Renault : 7500 suppressions d’emplois à l’horizon 2016

La nouvelle a fait l’effet d’une bombe. Renault a décidé de « redimensionner » ses activités et de supprimer 7500 postes, sans plan de sauvegarde de l’emploi, sans départ volontaire, et sans fermeture de site, assure la direction du groupe… si l’accord est signé.

Coup de massue mardi dernier pour les salariés de chez Renault. Lors d’une réunion de négociation avec les syndicats (CFDT, CFE CGC, CGT et FO) la direction de Renault a dévoilé un projet de restructuration de grande ampleur, qui implique la suppression de 7500 postes d’ici trois ans, contre l’engagement qu’il n’y aurait  ni départs volontaires, ni licenciements secs ou économiques. Un plan qui permettrait, selon la direction, le recrutement de 760 personnes « sur des compétences critiques ».

Pour répondre aux enjeux

Dans un marché de l’automobile en berne, la direction veut ainsi « redimensionner les activités des métiers de Renault basés en France afin de répondre à plusieurs enjeux : conserver les activités corporate de Renault en France, recentrer les fonctions ingénierie et tertiaires sur leurs activités stratégiques « cœur de métier » pour Renault, assurer au sein de chaque métier l’équilibrage des ressources entre les différents territoires de développement de l’entreprise ».

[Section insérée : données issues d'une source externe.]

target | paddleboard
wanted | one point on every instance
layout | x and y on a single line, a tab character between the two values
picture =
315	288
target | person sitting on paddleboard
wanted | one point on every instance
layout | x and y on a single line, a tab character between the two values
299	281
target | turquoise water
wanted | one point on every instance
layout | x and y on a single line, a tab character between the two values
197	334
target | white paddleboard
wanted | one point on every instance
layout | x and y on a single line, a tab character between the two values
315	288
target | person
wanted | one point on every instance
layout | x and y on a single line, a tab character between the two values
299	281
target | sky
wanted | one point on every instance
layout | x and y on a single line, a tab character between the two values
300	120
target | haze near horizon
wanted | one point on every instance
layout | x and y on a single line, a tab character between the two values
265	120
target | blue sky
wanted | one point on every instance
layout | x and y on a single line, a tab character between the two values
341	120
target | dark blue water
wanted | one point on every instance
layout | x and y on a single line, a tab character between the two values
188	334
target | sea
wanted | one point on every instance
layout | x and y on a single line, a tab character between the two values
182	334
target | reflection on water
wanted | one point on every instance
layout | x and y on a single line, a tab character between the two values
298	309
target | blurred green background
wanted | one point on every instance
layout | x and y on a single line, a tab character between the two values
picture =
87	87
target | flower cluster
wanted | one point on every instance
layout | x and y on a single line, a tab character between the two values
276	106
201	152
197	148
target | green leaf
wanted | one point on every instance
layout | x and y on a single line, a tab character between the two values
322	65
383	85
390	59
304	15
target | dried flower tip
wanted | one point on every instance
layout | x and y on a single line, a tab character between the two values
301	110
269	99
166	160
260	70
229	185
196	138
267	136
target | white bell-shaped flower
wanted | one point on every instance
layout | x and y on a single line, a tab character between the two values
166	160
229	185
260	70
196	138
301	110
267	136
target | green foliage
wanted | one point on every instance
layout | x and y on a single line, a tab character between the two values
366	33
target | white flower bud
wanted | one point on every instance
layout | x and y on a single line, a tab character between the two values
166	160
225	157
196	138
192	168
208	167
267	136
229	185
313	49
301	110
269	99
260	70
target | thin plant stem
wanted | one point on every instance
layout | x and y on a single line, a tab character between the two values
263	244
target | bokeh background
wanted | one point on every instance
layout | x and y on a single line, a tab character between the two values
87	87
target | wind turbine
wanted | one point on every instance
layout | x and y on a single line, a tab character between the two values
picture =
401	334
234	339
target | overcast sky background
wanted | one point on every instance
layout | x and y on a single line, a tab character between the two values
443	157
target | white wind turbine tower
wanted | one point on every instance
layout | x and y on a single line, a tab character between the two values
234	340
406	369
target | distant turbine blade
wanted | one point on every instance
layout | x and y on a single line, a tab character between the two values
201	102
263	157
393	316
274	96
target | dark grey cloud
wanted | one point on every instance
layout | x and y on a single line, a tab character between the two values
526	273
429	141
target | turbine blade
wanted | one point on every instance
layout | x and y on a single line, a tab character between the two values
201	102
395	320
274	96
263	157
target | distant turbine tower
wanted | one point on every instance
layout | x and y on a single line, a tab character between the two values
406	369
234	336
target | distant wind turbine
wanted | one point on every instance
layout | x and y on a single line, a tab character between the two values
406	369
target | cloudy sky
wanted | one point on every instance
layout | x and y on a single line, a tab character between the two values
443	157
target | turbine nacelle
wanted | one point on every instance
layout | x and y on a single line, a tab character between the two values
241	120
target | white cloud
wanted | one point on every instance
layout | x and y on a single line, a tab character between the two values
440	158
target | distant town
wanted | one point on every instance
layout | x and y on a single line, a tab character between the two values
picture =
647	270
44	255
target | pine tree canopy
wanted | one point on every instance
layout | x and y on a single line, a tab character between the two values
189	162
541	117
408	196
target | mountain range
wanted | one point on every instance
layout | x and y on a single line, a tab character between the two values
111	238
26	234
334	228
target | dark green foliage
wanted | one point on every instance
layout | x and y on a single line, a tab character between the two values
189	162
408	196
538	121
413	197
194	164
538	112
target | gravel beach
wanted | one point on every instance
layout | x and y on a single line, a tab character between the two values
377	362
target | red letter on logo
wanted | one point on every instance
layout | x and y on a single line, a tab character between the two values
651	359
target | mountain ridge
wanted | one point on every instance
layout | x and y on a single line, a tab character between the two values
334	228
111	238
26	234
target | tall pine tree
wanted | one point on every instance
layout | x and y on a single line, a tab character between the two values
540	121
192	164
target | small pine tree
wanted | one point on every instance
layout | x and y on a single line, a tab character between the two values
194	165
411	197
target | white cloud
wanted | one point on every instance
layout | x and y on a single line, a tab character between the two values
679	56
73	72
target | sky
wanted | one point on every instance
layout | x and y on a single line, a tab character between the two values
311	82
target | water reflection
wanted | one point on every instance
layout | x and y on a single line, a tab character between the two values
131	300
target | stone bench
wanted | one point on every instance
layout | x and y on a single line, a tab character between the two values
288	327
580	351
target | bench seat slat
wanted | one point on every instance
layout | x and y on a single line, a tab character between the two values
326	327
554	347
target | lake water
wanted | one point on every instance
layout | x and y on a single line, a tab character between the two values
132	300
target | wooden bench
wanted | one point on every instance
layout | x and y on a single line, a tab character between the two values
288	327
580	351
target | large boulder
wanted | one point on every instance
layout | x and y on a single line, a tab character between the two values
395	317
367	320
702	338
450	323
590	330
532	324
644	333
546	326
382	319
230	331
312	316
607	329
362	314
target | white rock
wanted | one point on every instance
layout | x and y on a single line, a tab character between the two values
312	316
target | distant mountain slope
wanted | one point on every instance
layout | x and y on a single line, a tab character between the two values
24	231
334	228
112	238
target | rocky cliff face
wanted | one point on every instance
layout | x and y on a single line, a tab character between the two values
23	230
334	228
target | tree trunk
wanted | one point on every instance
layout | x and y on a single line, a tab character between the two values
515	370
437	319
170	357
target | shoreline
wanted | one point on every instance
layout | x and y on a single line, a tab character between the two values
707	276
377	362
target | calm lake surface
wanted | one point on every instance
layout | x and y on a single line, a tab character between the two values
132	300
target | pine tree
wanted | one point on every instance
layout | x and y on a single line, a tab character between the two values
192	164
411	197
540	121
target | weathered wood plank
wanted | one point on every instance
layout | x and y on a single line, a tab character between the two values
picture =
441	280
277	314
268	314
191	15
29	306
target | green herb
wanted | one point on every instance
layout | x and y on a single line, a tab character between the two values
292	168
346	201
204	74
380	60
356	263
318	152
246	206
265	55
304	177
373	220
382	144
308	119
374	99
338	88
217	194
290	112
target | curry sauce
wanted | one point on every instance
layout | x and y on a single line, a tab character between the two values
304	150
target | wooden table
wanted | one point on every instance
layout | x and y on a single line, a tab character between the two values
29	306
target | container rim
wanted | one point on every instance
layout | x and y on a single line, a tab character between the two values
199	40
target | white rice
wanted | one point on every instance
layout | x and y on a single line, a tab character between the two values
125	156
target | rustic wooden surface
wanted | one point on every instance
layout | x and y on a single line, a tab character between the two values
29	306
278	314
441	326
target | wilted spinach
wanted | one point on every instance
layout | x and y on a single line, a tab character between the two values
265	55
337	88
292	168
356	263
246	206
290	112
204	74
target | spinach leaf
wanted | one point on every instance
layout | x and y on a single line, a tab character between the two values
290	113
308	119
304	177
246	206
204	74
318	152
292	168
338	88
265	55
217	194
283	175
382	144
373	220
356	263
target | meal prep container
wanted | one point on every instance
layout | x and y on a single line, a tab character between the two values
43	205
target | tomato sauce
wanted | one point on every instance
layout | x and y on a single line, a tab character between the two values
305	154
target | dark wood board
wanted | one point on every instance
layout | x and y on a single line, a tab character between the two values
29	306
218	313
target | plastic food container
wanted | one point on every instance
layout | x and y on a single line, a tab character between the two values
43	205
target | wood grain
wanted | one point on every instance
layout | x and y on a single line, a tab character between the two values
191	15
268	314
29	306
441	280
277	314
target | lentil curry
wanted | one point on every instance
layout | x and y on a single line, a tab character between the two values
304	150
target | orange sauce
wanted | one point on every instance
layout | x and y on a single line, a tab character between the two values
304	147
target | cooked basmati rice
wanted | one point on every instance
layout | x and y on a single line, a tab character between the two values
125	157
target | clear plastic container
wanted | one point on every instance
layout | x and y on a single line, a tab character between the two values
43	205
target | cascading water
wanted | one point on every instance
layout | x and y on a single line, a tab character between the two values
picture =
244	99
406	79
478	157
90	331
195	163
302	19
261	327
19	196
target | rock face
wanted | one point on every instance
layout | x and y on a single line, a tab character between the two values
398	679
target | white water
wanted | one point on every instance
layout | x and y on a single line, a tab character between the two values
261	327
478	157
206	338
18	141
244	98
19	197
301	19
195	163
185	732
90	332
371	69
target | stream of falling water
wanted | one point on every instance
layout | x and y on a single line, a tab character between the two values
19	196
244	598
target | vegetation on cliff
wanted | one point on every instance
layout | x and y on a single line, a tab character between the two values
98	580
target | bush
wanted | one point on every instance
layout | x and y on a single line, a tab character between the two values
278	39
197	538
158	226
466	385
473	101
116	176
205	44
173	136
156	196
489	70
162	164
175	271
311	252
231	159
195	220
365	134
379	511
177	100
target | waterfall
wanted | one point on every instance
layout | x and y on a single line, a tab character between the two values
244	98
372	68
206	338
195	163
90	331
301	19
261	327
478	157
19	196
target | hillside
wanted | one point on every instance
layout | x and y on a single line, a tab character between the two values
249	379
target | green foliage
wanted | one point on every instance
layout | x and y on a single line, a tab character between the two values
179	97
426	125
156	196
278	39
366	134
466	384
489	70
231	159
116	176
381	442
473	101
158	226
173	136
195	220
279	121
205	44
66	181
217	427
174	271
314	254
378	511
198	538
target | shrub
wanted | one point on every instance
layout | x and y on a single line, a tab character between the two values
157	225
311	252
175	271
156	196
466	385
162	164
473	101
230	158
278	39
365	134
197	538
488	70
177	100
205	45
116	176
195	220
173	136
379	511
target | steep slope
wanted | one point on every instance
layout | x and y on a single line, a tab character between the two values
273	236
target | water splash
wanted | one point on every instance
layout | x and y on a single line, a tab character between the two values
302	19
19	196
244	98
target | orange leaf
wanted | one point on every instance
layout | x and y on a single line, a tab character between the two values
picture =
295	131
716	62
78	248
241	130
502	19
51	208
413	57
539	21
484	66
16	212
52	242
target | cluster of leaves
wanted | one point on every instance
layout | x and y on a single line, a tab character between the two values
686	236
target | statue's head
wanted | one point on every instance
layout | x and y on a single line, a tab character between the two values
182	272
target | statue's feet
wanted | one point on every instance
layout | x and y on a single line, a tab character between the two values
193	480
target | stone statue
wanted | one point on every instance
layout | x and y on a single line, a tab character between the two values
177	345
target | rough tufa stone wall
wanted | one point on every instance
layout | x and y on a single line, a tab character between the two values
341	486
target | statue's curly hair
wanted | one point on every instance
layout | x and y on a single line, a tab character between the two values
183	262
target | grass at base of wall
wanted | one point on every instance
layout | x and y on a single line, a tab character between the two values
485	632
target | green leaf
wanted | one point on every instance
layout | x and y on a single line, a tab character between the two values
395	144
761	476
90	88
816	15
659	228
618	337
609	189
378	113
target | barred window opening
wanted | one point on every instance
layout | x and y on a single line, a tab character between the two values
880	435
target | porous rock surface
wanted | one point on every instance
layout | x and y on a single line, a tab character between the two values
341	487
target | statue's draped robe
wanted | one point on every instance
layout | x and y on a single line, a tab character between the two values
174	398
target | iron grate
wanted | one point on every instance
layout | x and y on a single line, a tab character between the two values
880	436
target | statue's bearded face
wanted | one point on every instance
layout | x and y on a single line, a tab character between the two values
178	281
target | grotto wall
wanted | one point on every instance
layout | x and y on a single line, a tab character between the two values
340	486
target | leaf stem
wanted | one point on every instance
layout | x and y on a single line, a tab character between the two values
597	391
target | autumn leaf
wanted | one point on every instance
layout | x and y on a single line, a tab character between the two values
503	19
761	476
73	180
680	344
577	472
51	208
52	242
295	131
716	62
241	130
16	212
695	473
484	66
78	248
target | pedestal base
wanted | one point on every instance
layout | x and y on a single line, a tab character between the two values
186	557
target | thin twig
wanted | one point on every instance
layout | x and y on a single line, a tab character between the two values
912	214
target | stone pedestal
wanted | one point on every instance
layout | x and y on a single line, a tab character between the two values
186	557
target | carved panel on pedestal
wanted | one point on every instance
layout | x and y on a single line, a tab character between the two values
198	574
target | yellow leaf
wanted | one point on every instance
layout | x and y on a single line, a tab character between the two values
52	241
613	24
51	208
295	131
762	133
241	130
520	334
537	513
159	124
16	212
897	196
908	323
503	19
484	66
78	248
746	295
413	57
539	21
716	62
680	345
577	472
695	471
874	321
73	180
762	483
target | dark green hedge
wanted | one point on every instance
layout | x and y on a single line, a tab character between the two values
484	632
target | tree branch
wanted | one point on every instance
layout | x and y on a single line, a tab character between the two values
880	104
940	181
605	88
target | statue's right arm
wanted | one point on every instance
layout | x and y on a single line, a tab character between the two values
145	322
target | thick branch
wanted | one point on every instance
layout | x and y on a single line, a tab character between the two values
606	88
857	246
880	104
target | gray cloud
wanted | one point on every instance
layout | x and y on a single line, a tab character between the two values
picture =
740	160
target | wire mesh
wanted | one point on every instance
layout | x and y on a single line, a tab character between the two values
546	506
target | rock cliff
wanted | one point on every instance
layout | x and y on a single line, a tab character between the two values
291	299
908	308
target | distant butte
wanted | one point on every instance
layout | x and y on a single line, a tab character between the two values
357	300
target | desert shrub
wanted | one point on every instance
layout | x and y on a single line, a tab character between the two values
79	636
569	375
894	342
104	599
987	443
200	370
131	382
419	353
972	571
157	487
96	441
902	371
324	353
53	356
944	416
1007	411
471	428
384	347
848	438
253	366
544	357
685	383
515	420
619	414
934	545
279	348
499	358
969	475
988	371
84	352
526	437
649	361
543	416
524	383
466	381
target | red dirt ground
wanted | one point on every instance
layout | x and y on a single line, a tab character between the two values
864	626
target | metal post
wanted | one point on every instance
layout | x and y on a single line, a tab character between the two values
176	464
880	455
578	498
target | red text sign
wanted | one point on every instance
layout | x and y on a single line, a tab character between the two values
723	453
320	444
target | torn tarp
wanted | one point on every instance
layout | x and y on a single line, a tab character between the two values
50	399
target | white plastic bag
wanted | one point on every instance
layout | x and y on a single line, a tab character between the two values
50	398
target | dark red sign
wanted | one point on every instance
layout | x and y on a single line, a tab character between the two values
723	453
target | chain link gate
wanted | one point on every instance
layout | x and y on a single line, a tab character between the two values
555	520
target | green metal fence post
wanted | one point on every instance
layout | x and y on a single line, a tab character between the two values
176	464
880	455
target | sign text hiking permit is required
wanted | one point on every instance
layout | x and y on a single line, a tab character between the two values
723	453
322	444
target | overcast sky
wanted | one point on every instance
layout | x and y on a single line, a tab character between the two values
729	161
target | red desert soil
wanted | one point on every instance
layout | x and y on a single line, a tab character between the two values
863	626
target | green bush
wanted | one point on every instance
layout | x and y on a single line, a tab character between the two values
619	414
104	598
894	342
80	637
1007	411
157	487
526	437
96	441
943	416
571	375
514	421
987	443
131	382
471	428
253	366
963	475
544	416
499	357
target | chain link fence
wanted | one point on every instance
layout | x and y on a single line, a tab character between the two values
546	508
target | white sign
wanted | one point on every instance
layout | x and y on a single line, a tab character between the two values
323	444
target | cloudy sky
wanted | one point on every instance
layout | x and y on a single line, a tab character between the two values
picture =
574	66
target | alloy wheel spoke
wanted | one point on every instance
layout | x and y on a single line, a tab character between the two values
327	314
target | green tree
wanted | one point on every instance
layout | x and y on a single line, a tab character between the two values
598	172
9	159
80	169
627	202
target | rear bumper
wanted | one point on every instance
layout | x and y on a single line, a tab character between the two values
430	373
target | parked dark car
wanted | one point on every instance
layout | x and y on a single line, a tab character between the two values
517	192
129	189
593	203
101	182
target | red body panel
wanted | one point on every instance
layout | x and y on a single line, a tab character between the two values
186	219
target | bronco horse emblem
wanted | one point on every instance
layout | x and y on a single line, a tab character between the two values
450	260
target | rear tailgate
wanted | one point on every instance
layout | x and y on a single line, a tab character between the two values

Lors de cette réunion, pour les principaux métiers de Renault (ingénierie, achats, commerce, fonctions supports, manufacturing), une vision stratégique a été présentée, précisant le rôle des activités centrales et régionales localisées en France et des activités basées dans les régions.

Par ailleurs, le directeur des opérations France, Gérard Leclecq, a effectivement précisé que «   si un accord était signé avec les organisations syndicales, ce redéploiement des effectifs ne nécessiterait ni fermeture de site, ni plan de sauvegarde de l’emploi, ni plan de départ volontaire. » 

Une économie de 400 millions d’euros

Selon la direction, les départs naturels et ceux liés au dispositif GPEC en cours (Gestion prévisionnelle des emplois et compétences) sont estimés à 5700 entre 2013 et 2016. Mais au-delà de ces départs naturels qui ne seraient pas remplacés, Renault estime qu’un ajustement supplémentaire est nécessaire afin d’arriver à une baisse d’effectif globale de 7500 postes d’ici 2016. Pour ce faire, le groupe a proposé de prolonger l’accord GPEC jusqu’à 2016 et de l’élargir. Ainsi, le DACS (Dispense d’Activité des Carrières Spécifiques), un dispositif d’accompagnement des salariés en fin de carrière) sera élargi à tous les collaborateurs.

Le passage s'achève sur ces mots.